This continues from my first Google interview described here In overall, the second one was harder in terms of questions and expectations. I was called again from Mountain View sharply at the time we had arranged.
The conversation began with an interesting question: "What would you change in the Java programming language?" This has more than one questions embedded and it is educating listening to all possible answers. For example, one of my suggestions was having 'mechanisms' much like the properties fields in C# to ease development (programming get/set methods seems very tiring to me)Since the question was referring to the language and not to the Virtual Machine anything you find tiring or absent in Java is probably a valid answer.
We next proceeded to a C programming question. My interviewer knew that I was not a C-guru so he was gentle on that. The question was something like this. What is the output of this C program?
char X = "Hello World";
I knew it had to do something with memory allocation but I was not succinct on that. I said that the output would be blank and I guess I was right (the interviewers never tell you directly if you are right or wrong) So we said OK and moved on.

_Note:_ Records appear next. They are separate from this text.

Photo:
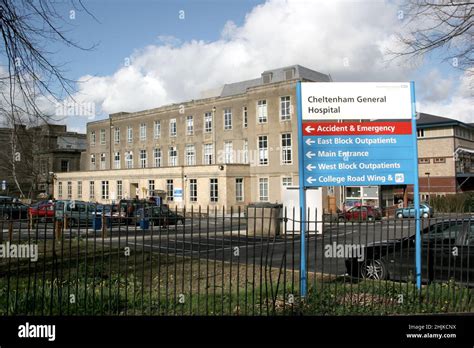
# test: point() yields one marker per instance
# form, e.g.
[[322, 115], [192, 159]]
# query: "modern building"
[[227, 150], [240, 147], [445, 164]]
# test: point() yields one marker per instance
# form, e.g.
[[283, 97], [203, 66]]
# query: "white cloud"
[[459, 106], [320, 35]]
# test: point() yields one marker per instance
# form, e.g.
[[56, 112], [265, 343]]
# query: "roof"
[[431, 121], [277, 75]]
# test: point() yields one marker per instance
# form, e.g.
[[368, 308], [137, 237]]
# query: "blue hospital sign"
[[356, 134], [355, 153]]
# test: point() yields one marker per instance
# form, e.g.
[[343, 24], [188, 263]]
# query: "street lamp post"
[[429, 186]]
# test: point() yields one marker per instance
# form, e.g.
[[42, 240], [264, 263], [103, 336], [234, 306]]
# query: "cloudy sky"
[[150, 53]]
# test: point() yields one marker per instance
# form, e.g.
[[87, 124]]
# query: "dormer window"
[[289, 74], [267, 77]]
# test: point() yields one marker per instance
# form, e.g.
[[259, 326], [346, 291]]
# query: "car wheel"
[[373, 269], [72, 223]]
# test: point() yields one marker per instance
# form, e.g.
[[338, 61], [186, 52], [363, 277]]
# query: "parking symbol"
[[399, 177]]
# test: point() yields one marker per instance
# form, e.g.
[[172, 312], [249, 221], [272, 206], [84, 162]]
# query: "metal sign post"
[[302, 194], [375, 145]]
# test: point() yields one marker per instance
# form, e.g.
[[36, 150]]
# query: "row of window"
[[193, 189], [262, 117], [228, 155]]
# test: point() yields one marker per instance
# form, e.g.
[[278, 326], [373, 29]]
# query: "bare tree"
[[445, 26], [29, 76]]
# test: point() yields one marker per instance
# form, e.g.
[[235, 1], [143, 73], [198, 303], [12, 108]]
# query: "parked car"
[[395, 259], [77, 212], [160, 216], [13, 210], [360, 213], [43, 210], [128, 208], [7, 199], [425, 211]]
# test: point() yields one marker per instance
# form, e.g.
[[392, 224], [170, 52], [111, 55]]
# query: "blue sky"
[[174, 59]]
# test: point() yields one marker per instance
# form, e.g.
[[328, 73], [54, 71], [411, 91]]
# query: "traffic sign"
[[355, 100]]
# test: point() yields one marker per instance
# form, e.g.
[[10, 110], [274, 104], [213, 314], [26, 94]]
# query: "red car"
[[42, 211], [360, 213]]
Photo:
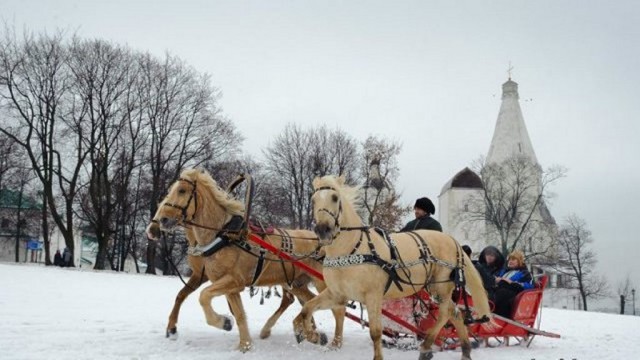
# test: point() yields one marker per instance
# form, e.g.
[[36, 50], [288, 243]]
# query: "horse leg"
[[441, 291], [194, 283], [224, 285], [338, 315], [287, 300], [374, 312], [302, 325], [456, 319], [235, 305]]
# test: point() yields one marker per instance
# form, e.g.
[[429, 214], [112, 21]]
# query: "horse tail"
[[478, 293]]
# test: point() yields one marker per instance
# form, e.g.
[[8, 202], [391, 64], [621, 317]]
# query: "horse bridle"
[[192, 196], [336, 217]]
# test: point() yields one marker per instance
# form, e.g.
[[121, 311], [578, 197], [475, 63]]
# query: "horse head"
[[331, 196], [194, 198]]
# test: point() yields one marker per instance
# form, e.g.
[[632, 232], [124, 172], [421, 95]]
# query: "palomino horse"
[[362, 265], [198, 277], [196, 202]]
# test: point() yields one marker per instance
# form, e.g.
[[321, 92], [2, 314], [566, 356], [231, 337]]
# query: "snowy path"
[[53, 313]]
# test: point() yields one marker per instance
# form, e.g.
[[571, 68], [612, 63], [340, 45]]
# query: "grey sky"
[[425, 73]]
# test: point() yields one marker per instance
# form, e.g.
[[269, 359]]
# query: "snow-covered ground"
[[54, 313]]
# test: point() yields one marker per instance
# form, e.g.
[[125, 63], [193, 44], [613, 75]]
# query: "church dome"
[[465, 178]]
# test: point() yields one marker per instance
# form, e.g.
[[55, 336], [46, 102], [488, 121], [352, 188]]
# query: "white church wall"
[[452, 204]]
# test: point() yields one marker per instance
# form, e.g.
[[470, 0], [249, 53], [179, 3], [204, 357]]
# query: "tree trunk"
[[101, 256], [19, 224], [45, 232], [151, 257]]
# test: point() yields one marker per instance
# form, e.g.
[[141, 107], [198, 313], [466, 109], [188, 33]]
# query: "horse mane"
[[350, 194], [223, 198]]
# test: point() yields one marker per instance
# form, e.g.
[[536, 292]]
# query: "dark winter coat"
[[422, 223], [489, 272], [57, 259], [521, 278], [506, 292]]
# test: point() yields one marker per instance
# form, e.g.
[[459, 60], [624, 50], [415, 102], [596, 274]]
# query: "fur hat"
[[517, 255], [426, 205]]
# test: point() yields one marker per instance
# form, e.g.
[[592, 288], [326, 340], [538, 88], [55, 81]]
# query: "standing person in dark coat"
[[57, 259], [510, 281], [423, 209], [66, 257], [489, 263]]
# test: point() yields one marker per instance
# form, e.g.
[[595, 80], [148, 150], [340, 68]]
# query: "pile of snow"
[[55, 313]]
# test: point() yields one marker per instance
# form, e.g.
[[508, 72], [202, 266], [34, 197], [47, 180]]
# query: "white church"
[[510, 139]]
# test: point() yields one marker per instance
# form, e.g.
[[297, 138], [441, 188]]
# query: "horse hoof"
[[427, 355], [244, 347], [172, 334], [323, 339], [228, 324], [265, 333], [335, 344]]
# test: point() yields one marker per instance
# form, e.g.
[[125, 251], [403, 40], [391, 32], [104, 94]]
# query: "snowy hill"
[[55, 313]]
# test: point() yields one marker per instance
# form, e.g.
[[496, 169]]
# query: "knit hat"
[[518, 256], [467, 250], [426, 205]]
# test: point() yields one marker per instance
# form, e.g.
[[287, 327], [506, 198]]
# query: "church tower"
[[462, 199], [510, 136]]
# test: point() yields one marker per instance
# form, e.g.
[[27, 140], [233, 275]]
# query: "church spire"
[[510, 136]]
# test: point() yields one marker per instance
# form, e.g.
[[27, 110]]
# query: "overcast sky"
[[425, 73]]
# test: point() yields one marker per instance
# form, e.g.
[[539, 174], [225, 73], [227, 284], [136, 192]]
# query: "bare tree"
[[34, 83], [379, 166], [513, 205], [185, 127], [577, 261], [102, 79]]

The 3rd question was about creating random functions. It is the type of questions where given a function randX that provides uniformly numbers from 1 to X, to generate a another randY. The actual question was about making rand8 from rand6. It is easy to establish how to get a rand2 from rand6. Then you can get rand8 from rand2.
This was a straightforward case. However, this problem appears very often in such situations and deserves some attention. You may find unlimited nonsense by searching for 'create rand7 from rand5' which is also a frequent question. Trying these forums/blogs etc you will get endless efforts of shifting from one rand to another using common arithmetic functions (addition, mod etc). This is nonsense. You will have to shift to elementary analysis for a while to get some good results.
In the general case consider you have to generate randX from randY where Y > X. Now consider that this yields the division: Y = n*X+r So, you can one group of Y elements into X groups of n elements and one more group with r elements. Now number the X groups as 1,2,3..X Then, create a 'machine' that uses the algorithm:
m = randY();
IF m belongs to one of the X groups return its number
ELSE restart the machine
The probability in every run of the algorithm to return one specific value from 1 to X is a =n/Y and the probability that the algorithm restarts is b = r/Y. So, the overall probability that the machine will output one number from 1 to X is :
P = a+a*b+a*b*b+a*b*b*b+... = a*(1+b+b*b+...) = a/(1-b).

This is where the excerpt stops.